_Phantom Thread_ (half ot it anyway)
From
septimus3 NA@21:1/5 to
All on Sun Oct 4 11:15:10 2020
I was halfway through _Phantom Thread_ on NBC Peacock Premium
and the film abruptly disappeared from the streaming service. The
only reason I subscribed was that the money-grubbing NBC studios
pulled a lot of English Premier League games off its Spanish
affiliate, especially those featuring Liverpool (a team I've
followed for 40 years). Well it was no real loss.
I'm sure no one really watches NBC Peacock for the movies. You
can't pause in the middle -- videos restart from 0:00 every time.
But let's focus on the half-movie. It is about as expected,
another self-important Paul Thomas Anderson award-bait.
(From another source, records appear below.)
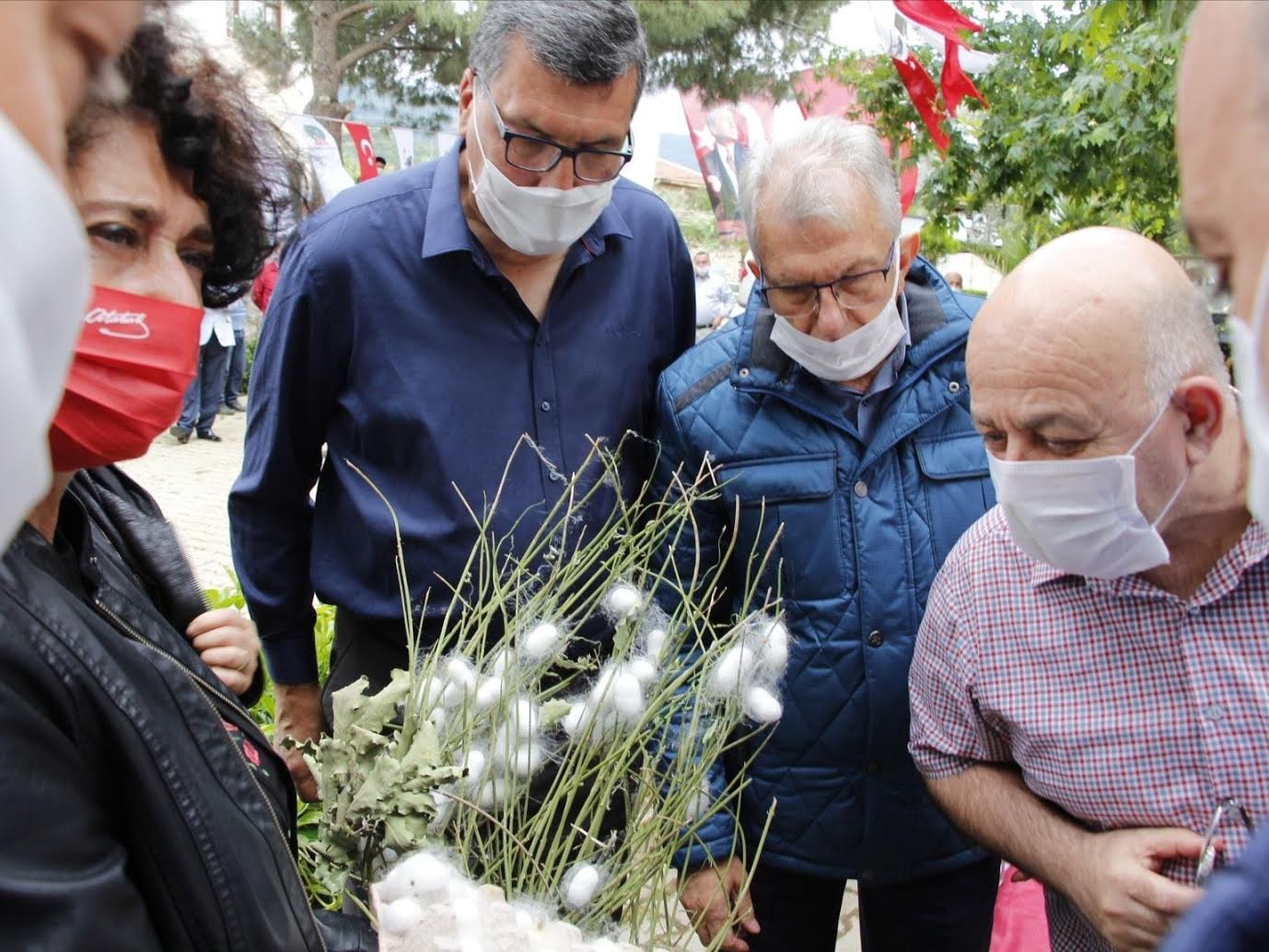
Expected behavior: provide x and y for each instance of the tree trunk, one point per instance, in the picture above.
(324, 67)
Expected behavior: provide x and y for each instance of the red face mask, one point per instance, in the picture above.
(134, 362)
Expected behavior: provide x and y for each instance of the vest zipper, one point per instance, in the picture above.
(202, 688)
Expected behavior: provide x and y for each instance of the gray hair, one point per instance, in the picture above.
(826, 169)
(587, 42)
(1181, 342)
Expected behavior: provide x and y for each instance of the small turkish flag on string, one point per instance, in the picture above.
(938, 16)
(956, 84)
(361, 134)
(926, 97)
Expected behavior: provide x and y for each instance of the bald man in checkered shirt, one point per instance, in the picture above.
(1090, 684)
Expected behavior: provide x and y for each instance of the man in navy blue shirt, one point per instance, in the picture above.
(425, 320)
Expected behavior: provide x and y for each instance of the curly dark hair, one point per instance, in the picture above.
(242, 165)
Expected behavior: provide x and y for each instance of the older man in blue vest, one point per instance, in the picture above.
(835, 412)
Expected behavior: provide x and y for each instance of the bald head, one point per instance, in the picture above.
(1222, 138)
(1085, 341)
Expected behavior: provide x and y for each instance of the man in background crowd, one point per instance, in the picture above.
(715, 298)
(205, 391)
(238, 355)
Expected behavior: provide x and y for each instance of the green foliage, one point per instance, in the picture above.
(1078, 131)
(415, 52)
(546, 747)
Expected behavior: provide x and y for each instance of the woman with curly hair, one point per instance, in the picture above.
(143, 807)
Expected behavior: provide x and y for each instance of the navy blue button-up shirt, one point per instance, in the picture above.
(393, 341)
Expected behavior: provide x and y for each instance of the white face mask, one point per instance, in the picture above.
(1252, 400)
(534, 220)
(853, 355)
(43, 291)
(1081, 516)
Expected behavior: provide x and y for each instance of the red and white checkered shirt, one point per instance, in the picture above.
(1121, 703)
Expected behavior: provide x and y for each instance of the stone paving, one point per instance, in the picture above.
(192, 482)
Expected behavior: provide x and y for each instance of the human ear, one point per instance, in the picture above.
(1204, 401)
(466, 94)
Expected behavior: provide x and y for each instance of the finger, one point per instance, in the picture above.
(235, 659)
(1161, 895)
(745, 914)
(215, 619)
(1174, 842)
(1132, 938)
(235, 680)
(306, 787)
(225, 635)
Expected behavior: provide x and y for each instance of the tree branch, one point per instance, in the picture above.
(344, 13)
(373, 46)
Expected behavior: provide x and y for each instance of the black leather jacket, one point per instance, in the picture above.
(140, 807)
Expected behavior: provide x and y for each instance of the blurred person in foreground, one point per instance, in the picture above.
(143, 807)
(835, 414)
(1222, 138)
(429, 319)
(1088, 691)
(51, 53)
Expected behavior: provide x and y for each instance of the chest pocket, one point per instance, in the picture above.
(957, 488)
(795, 496)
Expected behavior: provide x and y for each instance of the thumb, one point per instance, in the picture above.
(1174, 842)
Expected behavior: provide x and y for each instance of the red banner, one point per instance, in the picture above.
(956, 83)
(926, 97)
(361, 134)
(938, 16)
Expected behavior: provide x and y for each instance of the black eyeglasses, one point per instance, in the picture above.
(850, 291)
(534, 154)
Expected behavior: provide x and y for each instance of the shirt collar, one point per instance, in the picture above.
(447, 230)
(1252, 547)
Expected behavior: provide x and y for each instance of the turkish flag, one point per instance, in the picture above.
(956, 83)
(924, 96)
(361, 134)
(938, 16)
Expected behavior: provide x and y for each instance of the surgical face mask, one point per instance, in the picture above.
(43, 288)
(134, 362)
(1252, 401)
(853, 355)
(1081, 516)
(534, 220)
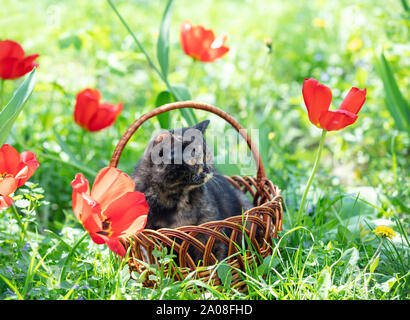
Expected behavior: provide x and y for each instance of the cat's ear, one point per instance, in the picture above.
(202, 126)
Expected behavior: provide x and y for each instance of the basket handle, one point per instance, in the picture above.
(189, 104)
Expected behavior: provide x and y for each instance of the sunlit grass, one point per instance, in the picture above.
(328, 251)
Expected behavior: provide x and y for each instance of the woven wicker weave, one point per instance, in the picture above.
(262, 222)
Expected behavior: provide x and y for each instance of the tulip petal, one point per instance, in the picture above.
(28, 164)
(5, 202)
(9, 68)
(217, 53)
(91, 218)
(11, 49)
(354, 100)
(336, 120)
(104, 117)
(116, 246)
(317, 99)
(13, 64)
(86, 106)
(9, 160)
(122, 213)
(201, 44)
(80, 185)
(7, 186)
(110, 184)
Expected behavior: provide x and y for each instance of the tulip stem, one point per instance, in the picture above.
(319, 152)
(188, 116)
(1, 93)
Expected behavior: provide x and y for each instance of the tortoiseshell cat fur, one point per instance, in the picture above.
(185, 190)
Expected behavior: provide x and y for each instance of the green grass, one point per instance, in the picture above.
(327, 252)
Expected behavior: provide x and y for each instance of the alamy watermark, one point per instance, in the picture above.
(219, 148)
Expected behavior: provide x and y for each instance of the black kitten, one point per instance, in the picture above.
(181, 185)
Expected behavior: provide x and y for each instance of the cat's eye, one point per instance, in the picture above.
(191, 161)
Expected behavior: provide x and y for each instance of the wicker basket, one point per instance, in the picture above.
(263, 221)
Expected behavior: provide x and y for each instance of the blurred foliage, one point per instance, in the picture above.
(274, 45)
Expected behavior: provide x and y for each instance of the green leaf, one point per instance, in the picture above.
(225, 274)
(181, 93)
(324, 284)
(11, 111)
(163, 39)
(164, 97)
(374, 264)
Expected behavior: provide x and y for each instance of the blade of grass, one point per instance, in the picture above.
(64, 267)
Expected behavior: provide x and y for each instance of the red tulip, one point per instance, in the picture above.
(111, 210)
(15, 170)
(317, 99)
(92, 115)
(201, 44)
(13, 63)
Anderson is not capable of originality; here he seems to be
emulating some Merchant-Ivory glossy, soft-focus look. Or
maybe a perfume commercial. There is a lot of close-up of
women's clothes and skin. But the main objection is the
hagliographic depiction of autocratic London fashion designer
(Daniel Day Lewis), who is pampered and infantilized by his
wife, his female assistants, clients (all women), and his
model/muse. It is downright unwatchable in the age of
"me-too," except that this is Anderson, the critic's darling,
so of course he gets a free pass.
There is a recent TV series called "The Collection" about
a French fashion house in post-WWII Paris. The figurehead
of the outfit is charismatic and irresistable to his female
clients. But it is all a sham; his reputation is a social
construct held together by received opinion among critics
and high society. The real genius designer is his brother
who is socially awkward; when the brother tries to break
free and entice the clients to go with him, they dismiss
his work which do not have the "received-wisdom" stamp
of approval. That series features Irene Jacob as the
mother of a very good Jenna Thiam. It is far superior
to _Phantom Thread_ in every way -- particularly in the
meta-cinema category. Movies and movie directors are
anointed as masterful in the same way these fashion
designers are. From the half of _Phantom Thread_ I've
seen, there is absolutely no suggestion that Paul
Thomas Anderson -- himself largely a construct of
critics' desperate need to anoint a new US director
where none exists -- will touch on this obvious point.
The only way the film can go is that the artist at the center
of the film remains an undisputed genius whose autocratic
ways are something we would look back on with nostalgia.